Le Palais des Congrès de Grand-Baie accueillera le prochain congrès du Conseil International des Études Francophones (CIÉF) sous le thème générique cher aux écrivains et lecteurs de la région ainsi qu’à l’ensemble de la communauté francophone « Île Maurice : caray de l’inter/et du transculturel ». Les appels à contribution auprès des chercheurs en littérature sont lancés sous ce thème et cette manifestation permettra de donner la vedette aux écrivains de Maurice et de la région qui vivent ici. À chacune de ses éditions, ce congrès oeuvre en ce sens, mettant en valeur les différents aspects de la francophonie et des français pratiqués à travers le monde. À Thessalonique, le dernier congrès a inscrit dans ses séances plénières les thèmes et créateurs du pourtour méditerranéen qu’ils viennent d’Europe, du Proche Orient ou du Maghreb.

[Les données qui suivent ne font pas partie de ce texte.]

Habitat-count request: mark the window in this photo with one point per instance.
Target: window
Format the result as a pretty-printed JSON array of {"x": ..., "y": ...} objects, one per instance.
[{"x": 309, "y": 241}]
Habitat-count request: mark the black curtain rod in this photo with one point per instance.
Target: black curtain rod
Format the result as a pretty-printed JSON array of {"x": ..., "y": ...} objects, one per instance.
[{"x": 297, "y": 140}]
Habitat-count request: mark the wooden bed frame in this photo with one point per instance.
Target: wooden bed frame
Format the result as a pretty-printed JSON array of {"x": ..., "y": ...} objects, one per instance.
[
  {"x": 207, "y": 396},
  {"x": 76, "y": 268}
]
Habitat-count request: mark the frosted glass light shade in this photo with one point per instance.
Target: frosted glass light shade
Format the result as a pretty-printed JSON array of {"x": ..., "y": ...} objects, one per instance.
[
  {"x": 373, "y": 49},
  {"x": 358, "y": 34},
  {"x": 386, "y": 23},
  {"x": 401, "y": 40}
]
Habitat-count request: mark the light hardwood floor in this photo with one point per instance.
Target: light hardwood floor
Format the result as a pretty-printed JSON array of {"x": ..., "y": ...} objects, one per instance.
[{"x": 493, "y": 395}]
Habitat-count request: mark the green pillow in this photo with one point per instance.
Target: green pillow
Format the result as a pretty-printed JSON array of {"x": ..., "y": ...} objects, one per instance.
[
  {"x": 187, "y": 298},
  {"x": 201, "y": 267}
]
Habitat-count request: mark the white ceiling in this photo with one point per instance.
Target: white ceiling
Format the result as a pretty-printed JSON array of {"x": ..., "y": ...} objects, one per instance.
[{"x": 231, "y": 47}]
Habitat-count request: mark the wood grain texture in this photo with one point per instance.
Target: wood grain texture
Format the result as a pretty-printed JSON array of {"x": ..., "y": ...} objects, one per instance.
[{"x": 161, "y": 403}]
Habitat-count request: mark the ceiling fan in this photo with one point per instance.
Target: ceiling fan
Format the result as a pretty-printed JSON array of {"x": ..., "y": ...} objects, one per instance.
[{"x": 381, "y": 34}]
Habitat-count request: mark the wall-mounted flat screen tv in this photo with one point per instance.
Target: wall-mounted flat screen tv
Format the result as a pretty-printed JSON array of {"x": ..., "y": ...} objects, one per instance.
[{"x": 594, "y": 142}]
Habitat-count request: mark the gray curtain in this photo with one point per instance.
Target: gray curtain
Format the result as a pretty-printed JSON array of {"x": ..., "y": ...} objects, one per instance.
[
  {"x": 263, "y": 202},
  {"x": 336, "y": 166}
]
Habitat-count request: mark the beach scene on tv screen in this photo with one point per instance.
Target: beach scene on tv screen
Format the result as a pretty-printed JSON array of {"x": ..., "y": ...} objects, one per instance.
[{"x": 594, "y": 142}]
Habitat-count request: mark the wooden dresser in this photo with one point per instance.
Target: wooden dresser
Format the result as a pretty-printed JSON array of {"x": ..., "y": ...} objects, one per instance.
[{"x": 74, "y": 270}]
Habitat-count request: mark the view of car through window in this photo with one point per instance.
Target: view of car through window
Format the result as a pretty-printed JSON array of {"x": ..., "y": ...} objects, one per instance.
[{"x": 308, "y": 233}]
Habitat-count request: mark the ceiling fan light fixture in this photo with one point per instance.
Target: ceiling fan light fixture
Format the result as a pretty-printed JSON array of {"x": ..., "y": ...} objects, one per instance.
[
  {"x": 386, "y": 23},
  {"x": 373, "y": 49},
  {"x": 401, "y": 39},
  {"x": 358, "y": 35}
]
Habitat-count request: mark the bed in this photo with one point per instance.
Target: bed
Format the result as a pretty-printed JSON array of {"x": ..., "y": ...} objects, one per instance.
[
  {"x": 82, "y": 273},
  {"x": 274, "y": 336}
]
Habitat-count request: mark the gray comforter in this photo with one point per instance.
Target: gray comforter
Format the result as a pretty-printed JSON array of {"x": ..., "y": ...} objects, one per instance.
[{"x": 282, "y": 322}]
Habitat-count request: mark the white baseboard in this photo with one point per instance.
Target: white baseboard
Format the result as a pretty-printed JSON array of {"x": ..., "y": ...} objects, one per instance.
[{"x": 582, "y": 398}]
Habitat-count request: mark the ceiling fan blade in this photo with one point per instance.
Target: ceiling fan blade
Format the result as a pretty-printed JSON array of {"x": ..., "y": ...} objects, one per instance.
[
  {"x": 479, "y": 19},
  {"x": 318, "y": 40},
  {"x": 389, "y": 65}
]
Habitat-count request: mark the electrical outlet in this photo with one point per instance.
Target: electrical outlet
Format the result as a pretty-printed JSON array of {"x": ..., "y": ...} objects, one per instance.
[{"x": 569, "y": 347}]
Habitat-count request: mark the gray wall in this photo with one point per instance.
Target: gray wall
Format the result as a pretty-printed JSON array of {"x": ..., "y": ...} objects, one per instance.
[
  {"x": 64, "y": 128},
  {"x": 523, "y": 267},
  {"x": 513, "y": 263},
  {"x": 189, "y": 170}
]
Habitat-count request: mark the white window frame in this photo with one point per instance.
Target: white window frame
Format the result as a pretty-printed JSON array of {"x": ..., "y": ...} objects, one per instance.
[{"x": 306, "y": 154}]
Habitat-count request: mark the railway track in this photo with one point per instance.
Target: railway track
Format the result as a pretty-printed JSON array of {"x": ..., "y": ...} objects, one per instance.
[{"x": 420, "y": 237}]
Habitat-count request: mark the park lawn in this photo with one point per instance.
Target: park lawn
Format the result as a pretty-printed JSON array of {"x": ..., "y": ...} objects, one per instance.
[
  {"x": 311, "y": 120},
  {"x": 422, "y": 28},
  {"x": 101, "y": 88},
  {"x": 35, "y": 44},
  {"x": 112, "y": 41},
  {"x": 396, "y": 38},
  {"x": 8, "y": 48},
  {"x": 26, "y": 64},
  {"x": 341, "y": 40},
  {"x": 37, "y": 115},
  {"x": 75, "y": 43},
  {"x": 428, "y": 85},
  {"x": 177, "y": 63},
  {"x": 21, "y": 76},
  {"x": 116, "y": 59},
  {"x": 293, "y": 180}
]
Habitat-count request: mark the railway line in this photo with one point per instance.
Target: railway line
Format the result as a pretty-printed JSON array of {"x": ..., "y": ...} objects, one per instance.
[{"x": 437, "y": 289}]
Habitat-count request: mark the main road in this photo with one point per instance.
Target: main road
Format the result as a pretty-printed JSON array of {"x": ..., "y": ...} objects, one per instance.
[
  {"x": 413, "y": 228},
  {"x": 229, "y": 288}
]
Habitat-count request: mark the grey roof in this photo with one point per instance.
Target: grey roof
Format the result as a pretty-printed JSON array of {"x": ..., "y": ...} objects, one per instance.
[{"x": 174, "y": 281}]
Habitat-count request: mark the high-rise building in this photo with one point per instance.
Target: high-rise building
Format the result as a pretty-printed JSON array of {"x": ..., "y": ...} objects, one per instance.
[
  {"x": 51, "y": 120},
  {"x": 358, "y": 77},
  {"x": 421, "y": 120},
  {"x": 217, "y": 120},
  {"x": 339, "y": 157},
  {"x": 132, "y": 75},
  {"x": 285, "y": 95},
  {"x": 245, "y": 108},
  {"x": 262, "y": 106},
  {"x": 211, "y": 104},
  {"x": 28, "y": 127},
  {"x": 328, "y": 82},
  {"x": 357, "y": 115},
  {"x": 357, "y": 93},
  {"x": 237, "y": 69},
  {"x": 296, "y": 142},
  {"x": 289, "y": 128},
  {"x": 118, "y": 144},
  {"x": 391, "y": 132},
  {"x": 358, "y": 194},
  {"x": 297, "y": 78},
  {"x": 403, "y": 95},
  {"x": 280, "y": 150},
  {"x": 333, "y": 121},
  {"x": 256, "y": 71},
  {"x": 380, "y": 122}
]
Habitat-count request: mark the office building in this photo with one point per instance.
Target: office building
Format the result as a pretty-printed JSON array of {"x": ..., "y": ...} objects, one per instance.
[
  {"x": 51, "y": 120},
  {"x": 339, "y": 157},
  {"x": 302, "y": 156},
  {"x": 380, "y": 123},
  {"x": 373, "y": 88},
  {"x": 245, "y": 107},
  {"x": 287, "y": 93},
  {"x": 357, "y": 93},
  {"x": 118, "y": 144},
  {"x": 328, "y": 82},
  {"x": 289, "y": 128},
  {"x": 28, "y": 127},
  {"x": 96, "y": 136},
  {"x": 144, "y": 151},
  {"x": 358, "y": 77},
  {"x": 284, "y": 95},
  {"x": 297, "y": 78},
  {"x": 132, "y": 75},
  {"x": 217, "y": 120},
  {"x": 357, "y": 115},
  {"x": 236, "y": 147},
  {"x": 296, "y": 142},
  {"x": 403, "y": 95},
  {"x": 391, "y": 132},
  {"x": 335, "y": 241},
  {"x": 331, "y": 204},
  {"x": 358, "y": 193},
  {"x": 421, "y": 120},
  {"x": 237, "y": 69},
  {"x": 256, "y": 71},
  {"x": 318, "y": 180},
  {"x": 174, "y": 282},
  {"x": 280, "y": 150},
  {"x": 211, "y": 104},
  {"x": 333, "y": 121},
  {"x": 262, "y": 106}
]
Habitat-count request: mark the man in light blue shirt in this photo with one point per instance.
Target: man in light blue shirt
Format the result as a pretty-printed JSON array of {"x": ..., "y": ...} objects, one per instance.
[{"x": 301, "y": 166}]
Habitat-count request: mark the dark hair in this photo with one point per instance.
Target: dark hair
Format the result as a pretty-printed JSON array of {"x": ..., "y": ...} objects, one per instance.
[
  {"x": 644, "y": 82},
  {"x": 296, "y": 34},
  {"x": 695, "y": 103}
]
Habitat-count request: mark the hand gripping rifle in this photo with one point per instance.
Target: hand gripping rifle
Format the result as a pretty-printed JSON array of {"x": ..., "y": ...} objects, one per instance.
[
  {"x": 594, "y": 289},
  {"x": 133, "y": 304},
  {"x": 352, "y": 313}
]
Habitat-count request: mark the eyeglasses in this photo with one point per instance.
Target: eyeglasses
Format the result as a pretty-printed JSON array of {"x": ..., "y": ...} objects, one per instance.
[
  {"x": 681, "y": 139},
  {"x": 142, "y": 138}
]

Depuis que le CIÉF a été créé en 1987, aucun de ses congrès annuels ne s’est tenu dans l’hémisphère sud. S’il existe peut-être plus de francophones dans l’hémisphère nord, cet aspect paraît étrange d’un point de vue symbolique, comme nous l’explique Eileen Lohka : « Ça me choque car nous passons notre temps à vouloir briser les hégémonies et à mettre en avant la valeur des français qui sont parlés dans le monde entier. Ça m’horripilait de voir que chaque année depuis les débuts, nous demandons aux gens et aux pays qui ont le moins d’argent de faire le déplacement pour notre congrès. Quand je suis arrivée à la présidence de l’organisation, je n’ai pas mâché mes mots à ce sujet. Même si c’est encore dans l’hémisphère nord, le congrès qui s’est par exemple tenu en Guyane en 2007, a été tout à fait extraordinaire. » Ananda Devi y avait d’ailleurs reçu le prix du CIÉF et avait été à ce titre l’invitée d’honneur du congrès.